Two reports have set the healthcare community abuzz this week. The first uncovered that CVS is considering buying health insurance giant Aetna.
The second revealed that Amazon has obtained pharmacy licenses in multiple states. (A closer look revealed the licenses covered the distribution of healthcare-related equipment, not the distribution of prescription medications, but it’s apparent that Amazon is likely gearing up to acquire such licenses.)
As I see it, these two moves are very much related. The obvious connection, made by numerous investors who shed shares of pharmacy stocks following the Amazon report, is that there is a real belief Amazon will dive into pharmaceutical sales. With its proven ability to upend markets and its expansive retail footprint after purchasing Whole Foods, Amazon would instantly become a formidable competitor.
As the Amazon threat becomes more real with each passing day, it is forcing innovation on legacy players like CVS and other pharmacy benefits managers (PBMs). It’s clear CVS’s pivot into health insurance is partially a defensive measure against Amazon, as is its just-announced plan to offer nationwide next-day delivery for prescriptions.
But these moves are more about a less obvious connection: Both companies are making a play to “own” the healthcare consumer. Amazon is already known as the everything store, and offering pharmaceuticals would be a natural addition to its extensive consumer-facing platform. CVS is taking a slightly different approach in response: building on its broad healthcare and retail footprint to combine pharmacy, insurance services, and routine care for comprehensive health services conveniently located at a store near you.
Look at it this way: As an insurance provider with the retail footprint to provide both pharmacy services and routine care through its MinuteClinic operations, CVS would in many ways own the lifecycle of the healthcare consumer, from insurance to care provision. With this unique offering, CVS would gain a competitive advantage over virtually every company trying to own the healthcare consumer.
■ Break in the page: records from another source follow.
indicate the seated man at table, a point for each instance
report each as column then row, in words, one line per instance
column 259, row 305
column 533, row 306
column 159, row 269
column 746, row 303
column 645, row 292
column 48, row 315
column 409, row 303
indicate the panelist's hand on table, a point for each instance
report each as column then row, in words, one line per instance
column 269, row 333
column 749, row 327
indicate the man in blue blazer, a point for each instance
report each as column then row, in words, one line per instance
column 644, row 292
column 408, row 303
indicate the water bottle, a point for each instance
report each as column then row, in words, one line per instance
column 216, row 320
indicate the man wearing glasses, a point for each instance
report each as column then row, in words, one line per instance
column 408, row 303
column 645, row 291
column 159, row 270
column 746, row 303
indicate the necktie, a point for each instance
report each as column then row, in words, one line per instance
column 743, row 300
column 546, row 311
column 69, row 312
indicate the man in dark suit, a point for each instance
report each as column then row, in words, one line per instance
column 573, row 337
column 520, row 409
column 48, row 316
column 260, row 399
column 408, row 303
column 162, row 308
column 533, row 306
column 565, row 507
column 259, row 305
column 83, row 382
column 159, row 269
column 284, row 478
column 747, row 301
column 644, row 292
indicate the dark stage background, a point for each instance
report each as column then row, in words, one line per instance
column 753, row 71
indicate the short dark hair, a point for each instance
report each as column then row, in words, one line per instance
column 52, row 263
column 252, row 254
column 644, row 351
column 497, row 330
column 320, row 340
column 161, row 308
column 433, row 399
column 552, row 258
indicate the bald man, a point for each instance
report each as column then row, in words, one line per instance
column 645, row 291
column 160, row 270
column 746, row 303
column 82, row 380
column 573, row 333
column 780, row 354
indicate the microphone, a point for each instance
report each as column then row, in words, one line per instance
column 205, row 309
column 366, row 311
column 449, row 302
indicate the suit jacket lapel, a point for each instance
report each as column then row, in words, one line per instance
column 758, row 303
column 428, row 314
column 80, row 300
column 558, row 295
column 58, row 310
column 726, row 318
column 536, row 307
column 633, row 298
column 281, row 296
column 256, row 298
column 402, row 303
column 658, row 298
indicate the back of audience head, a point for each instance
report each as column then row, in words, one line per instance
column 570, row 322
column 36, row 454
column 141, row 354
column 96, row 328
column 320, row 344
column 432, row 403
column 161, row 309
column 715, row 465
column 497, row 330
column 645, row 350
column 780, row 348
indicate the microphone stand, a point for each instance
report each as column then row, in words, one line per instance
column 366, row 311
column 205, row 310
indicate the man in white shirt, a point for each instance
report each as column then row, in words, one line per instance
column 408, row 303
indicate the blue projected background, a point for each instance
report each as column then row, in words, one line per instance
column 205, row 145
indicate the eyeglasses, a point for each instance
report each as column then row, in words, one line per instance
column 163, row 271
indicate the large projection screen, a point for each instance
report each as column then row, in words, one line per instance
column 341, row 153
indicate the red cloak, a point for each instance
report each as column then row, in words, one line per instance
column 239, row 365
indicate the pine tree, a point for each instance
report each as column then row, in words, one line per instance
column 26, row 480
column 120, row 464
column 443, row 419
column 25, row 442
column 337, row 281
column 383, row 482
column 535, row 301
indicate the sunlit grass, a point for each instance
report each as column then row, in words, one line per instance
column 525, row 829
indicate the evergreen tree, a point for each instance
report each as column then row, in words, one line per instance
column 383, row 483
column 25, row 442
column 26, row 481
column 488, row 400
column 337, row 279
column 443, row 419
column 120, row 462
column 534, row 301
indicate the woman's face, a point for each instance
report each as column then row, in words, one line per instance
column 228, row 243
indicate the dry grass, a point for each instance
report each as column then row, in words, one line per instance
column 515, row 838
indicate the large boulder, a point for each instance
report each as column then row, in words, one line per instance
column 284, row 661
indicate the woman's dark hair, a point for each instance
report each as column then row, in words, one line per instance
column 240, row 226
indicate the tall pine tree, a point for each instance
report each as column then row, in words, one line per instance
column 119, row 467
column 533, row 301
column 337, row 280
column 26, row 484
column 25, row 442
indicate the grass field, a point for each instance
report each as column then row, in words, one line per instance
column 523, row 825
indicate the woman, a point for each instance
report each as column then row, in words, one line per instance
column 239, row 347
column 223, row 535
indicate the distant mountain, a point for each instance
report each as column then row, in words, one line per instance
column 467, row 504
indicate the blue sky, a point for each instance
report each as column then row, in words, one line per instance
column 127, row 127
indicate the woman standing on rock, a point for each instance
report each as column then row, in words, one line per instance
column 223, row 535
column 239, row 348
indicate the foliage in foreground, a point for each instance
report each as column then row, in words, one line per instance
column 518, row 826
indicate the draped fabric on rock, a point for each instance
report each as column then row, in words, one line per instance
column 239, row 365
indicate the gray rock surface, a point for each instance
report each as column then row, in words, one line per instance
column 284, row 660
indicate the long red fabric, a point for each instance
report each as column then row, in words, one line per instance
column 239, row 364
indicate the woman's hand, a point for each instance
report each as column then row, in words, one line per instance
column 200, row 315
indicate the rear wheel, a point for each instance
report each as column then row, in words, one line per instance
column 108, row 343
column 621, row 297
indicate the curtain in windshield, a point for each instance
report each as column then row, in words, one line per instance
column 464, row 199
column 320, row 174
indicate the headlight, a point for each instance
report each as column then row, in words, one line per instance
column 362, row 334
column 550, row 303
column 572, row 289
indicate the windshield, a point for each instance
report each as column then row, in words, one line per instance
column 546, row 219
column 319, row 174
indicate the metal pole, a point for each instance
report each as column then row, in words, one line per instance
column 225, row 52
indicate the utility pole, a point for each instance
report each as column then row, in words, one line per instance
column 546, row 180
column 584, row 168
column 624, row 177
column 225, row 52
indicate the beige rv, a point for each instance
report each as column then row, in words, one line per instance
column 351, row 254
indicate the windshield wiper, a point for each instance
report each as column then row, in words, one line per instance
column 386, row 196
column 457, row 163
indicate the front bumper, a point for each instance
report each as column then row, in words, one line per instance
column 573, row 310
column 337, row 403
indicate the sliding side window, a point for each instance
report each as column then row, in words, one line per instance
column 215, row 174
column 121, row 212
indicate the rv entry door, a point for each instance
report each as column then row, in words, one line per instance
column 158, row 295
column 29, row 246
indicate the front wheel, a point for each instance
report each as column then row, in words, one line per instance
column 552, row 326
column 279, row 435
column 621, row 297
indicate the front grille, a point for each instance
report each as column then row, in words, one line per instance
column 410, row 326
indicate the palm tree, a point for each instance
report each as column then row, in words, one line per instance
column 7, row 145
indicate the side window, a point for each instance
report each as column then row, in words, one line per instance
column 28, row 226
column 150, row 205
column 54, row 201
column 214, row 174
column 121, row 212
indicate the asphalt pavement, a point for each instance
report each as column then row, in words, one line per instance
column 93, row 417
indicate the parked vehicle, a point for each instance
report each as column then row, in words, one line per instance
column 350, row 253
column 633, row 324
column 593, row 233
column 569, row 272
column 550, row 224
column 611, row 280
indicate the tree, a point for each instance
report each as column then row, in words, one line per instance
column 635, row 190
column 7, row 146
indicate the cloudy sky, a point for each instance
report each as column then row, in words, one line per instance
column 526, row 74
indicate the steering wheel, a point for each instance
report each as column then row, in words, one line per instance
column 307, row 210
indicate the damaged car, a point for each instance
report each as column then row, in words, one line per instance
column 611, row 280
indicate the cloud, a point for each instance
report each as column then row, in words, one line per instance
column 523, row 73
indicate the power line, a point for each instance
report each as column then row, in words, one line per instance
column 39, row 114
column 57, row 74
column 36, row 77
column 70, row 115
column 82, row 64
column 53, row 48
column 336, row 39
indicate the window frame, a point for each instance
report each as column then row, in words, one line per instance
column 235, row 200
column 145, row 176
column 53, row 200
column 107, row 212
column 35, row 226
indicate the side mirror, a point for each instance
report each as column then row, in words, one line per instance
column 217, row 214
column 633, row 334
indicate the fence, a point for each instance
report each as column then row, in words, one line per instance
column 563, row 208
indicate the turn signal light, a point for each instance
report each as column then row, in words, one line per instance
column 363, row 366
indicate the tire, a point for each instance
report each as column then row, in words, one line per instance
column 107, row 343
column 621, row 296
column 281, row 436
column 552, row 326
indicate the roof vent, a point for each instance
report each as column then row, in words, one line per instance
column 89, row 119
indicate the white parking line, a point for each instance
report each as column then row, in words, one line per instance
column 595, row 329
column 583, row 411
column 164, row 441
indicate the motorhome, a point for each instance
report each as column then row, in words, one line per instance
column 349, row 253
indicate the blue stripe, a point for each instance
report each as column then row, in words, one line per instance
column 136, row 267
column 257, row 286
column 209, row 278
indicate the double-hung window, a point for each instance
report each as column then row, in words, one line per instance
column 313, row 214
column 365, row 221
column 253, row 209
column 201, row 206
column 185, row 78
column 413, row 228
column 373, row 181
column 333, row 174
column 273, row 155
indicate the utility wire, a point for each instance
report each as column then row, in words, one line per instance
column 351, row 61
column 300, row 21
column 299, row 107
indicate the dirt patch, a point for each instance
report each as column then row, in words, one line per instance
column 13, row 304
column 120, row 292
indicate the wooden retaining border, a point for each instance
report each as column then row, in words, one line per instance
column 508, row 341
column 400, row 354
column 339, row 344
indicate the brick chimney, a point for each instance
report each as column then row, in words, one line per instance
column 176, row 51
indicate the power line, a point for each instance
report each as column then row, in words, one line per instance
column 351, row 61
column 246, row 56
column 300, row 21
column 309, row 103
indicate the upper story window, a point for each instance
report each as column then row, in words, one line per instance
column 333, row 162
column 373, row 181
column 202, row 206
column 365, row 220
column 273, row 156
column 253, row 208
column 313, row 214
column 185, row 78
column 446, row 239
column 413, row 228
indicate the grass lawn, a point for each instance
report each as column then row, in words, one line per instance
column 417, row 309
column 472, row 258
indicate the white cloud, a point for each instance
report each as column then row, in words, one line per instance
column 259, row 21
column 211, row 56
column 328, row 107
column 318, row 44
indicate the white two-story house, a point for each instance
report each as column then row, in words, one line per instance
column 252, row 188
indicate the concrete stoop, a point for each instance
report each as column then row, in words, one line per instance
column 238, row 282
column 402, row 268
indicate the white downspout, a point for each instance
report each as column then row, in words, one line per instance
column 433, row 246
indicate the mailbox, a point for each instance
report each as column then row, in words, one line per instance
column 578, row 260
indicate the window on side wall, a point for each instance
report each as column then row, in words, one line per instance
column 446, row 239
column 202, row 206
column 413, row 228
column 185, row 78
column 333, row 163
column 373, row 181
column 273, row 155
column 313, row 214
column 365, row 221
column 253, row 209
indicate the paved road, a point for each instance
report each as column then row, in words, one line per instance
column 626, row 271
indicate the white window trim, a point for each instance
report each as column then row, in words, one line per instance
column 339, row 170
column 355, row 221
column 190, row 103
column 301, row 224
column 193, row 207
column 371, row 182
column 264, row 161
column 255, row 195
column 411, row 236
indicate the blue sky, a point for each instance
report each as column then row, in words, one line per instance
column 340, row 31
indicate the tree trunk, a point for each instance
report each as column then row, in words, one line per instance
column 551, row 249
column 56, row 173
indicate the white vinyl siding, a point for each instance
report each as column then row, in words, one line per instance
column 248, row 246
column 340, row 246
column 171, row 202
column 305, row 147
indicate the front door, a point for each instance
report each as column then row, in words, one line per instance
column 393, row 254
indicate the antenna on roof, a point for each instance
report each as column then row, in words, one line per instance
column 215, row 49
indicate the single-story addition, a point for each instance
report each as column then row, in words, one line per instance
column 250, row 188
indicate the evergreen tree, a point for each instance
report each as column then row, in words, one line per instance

This is the next step in the consumerization of healthcare. By bringing as many elements of the healthcare ecosystem under one umbrella as possible, companies in the healthcare sector can deliver the customer-centric customer experience Amazon and others have built their businesses on. With more “consumerized” services and technology, consumers can enjoy greater control over decision-making and purchasing of healthcare.
The burgeoning healthtech space is teeming with technology companies trying to make healthcare as consumer-friendly as Amazon. But what makes these recent moves especially exciting is the sheer number of people they might reach. Amazon, CVS, and Aetna have a massive footprint across the country, and a strong move toward consumer-friendly technologies and business models will make it easier for millions to live longer and healthier lives.
Stephen Kraus is partner at Bessemer Venture Partners and leads the firm’s healthcare investing activities. He currently sits on the boards of Welltok, Bright Health, Groups, Health Essentials, Docent Health, Allena Pharmaceuticals, Alcresta, and Docutap and is a board observer at Collective Medical Technologies.